I wish I could tell you my opinion, but at the moment my brain is malfunctioning. lol
 

dhermann1

I'll Lock Up
Messages
9,154
Location
Da Bronx, NY, USA
Niccolo Machiavelli, for starters. People assume that he advocated the amoral behaviour he describes in "The Prince". Actually he was a highly principled man, and a true patriot.
 

bil_maxx

One of the Regulars
Messages
161
Location
Ontario, Canada
Richard Nixon.

He truly loved America and was lambasted by the media from the moment he ran for VP under Eisenhower. Just because he looks and sounds more like Elmer Fudd than a president. He was a super smart patriot who went to China and the Soviet Union to try and deal with the Cold War. He also pulled the Americans out of Vietnam after he went into Laos "illegally" to go after Vietnamese weapons. When he was asked if it was illegal, he said it certainly was, but that he should have done it sooner and harder. He regretted that more "American kids" died from those weapons than had to because he hesitated.

I don't intend to make this a political issue, just a little research will show that the man was terribly wronged by the media his entire life and that in fact he was a very good person who loved his country. He was only connected to the Watergate situation because he chose not to burn the tapes from the Oval Office that showed he knew about the situation. There is no way any politician now would allow that to exist. Compared with some of the characters that have been the Oval Office before and since, Nixon looks pretty good. (JFK, Clinton, Bush, Bush 2, Harding).
 

LizzieMaine

Bartender
Messages
33,738
Location
Where The Tourists Meet The Sea
Will Hays. Despite all the talk about the "Hays Office," he actually had very very little to do with the censorship of films in the 1930s and 1940s. He was the head of the Motion Picture Producers and Directors Association, but the actual enforcement of the Production Code was done by the Production Code Administration under Joseph Ignatius Breen, a pugnacious Catholic layman who was the primary arbiter of taste for the film industry for twenty years.

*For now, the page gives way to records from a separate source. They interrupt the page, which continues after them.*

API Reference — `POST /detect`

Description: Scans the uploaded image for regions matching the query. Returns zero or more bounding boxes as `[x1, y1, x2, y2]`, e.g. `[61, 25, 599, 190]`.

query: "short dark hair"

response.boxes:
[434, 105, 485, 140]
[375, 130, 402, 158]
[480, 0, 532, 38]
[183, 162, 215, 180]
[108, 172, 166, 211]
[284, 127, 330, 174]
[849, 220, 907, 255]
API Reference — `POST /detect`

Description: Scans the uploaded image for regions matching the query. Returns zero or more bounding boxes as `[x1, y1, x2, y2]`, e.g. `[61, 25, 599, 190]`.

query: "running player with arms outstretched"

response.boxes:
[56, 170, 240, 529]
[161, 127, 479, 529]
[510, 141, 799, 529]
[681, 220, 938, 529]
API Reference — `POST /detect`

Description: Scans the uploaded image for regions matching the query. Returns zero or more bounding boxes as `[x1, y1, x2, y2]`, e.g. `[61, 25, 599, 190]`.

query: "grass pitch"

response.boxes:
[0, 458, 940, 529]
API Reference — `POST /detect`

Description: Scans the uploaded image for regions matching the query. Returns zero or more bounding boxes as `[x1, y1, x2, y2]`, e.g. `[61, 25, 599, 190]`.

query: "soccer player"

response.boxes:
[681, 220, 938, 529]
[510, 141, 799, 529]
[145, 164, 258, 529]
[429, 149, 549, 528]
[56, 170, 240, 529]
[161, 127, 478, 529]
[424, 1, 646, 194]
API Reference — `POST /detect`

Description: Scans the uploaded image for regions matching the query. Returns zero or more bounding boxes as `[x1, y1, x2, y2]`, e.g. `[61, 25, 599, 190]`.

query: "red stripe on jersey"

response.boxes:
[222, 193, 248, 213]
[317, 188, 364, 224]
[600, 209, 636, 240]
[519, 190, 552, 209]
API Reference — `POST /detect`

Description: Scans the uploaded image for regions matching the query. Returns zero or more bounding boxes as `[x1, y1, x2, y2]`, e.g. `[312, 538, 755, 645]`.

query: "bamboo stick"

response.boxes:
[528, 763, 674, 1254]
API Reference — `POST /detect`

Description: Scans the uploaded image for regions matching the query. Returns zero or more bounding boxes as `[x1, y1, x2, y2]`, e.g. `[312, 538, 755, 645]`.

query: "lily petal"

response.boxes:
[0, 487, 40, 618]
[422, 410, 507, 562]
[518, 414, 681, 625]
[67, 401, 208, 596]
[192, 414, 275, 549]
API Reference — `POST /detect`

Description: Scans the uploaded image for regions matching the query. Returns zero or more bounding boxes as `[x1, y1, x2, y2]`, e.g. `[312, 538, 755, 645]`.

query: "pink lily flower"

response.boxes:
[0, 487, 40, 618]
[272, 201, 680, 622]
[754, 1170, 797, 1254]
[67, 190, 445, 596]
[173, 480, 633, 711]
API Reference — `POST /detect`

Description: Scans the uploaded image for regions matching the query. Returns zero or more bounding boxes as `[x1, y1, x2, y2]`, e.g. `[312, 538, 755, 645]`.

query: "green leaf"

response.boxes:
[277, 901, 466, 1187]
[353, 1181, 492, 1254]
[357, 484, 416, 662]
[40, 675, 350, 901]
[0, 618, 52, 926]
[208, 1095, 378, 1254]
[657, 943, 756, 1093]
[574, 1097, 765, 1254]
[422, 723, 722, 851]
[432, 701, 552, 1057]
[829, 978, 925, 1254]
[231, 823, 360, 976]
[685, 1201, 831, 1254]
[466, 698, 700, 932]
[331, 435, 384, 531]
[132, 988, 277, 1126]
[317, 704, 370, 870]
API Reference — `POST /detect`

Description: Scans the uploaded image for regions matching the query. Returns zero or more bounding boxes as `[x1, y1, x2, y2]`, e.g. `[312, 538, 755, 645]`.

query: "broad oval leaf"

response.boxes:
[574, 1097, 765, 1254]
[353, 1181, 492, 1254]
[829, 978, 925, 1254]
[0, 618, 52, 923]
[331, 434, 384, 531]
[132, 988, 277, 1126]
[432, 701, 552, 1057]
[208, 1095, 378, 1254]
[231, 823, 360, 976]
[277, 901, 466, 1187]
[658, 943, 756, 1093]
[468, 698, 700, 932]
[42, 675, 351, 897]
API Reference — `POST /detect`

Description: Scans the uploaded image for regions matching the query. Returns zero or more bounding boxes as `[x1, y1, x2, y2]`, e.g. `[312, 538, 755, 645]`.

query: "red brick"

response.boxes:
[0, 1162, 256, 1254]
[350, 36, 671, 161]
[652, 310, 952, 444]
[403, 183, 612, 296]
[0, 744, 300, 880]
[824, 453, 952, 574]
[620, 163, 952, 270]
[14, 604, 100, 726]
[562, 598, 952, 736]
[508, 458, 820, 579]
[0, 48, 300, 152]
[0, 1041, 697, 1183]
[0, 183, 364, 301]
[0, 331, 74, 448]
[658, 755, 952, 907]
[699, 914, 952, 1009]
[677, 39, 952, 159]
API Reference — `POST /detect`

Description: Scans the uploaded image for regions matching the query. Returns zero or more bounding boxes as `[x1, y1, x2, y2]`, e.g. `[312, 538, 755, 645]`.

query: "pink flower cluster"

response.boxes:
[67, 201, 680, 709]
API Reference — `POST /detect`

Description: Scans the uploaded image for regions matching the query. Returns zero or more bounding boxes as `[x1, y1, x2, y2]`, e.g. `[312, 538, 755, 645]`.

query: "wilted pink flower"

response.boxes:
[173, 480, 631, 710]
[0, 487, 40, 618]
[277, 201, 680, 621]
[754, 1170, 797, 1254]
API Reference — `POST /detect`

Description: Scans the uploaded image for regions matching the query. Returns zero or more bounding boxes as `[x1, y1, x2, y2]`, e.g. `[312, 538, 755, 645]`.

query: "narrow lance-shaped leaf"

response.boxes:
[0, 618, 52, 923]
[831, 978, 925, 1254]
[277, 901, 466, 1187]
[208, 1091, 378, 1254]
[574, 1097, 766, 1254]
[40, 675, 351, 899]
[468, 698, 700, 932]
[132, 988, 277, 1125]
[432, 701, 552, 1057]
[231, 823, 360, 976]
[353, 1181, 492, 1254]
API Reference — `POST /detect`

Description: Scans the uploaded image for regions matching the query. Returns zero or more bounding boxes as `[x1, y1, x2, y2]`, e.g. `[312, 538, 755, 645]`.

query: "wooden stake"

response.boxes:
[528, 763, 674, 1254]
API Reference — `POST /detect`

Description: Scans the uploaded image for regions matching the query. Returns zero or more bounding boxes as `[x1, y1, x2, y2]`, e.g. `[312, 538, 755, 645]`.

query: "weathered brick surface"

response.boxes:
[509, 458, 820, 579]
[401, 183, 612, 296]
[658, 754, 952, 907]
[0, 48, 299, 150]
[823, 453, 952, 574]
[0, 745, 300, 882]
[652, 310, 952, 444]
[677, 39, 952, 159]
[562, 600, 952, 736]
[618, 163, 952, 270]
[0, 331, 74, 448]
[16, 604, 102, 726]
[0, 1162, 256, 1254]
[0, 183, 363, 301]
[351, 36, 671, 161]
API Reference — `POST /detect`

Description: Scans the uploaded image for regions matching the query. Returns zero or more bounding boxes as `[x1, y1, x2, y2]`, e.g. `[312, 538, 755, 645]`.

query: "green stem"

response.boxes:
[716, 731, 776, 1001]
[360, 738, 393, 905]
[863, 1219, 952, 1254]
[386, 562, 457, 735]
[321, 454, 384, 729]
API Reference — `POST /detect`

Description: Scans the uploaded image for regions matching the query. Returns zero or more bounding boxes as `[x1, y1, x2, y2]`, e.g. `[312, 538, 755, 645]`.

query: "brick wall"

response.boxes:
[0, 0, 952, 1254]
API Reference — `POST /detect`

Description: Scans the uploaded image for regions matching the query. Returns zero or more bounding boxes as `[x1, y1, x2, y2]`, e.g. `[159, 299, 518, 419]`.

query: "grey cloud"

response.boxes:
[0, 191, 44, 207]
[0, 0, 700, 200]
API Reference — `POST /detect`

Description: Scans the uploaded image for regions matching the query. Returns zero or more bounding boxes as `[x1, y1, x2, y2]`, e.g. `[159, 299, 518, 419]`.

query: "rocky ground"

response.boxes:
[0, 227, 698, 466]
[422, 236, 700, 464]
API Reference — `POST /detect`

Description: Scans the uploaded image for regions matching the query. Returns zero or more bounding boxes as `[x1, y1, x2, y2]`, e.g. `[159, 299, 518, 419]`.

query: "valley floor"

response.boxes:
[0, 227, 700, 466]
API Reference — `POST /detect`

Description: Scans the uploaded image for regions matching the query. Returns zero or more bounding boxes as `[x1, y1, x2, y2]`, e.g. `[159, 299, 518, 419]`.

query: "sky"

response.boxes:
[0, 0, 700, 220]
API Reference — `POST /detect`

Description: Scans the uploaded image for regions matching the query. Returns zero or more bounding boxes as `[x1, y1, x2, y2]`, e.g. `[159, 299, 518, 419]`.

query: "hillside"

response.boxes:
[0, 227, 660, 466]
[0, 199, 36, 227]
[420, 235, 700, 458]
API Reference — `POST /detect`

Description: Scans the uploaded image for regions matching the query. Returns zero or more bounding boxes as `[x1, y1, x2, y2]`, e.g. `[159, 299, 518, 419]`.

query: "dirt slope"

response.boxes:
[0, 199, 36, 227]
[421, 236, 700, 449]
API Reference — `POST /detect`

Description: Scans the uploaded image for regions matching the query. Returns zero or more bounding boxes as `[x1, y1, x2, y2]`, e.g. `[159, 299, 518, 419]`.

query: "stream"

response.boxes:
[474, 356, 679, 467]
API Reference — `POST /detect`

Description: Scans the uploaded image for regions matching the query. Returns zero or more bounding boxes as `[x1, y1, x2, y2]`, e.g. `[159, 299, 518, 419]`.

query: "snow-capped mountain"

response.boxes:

Hays himself was largely a figurehead, a glad-handing politician best wheeled out for speeches at testimonial dinners. He'd been the postmaster general under Harding and seemed generically-respectable enough a figure to put in charge of the MPPDA in the wake of the scandals of the early twenties, and the original Production Code was drafted under his authority. But he and his office had nothing to do with its ultimate enforcement, and when talking about the post-code era in American film it's proper to talk about the Breen Office, not the Hays Office.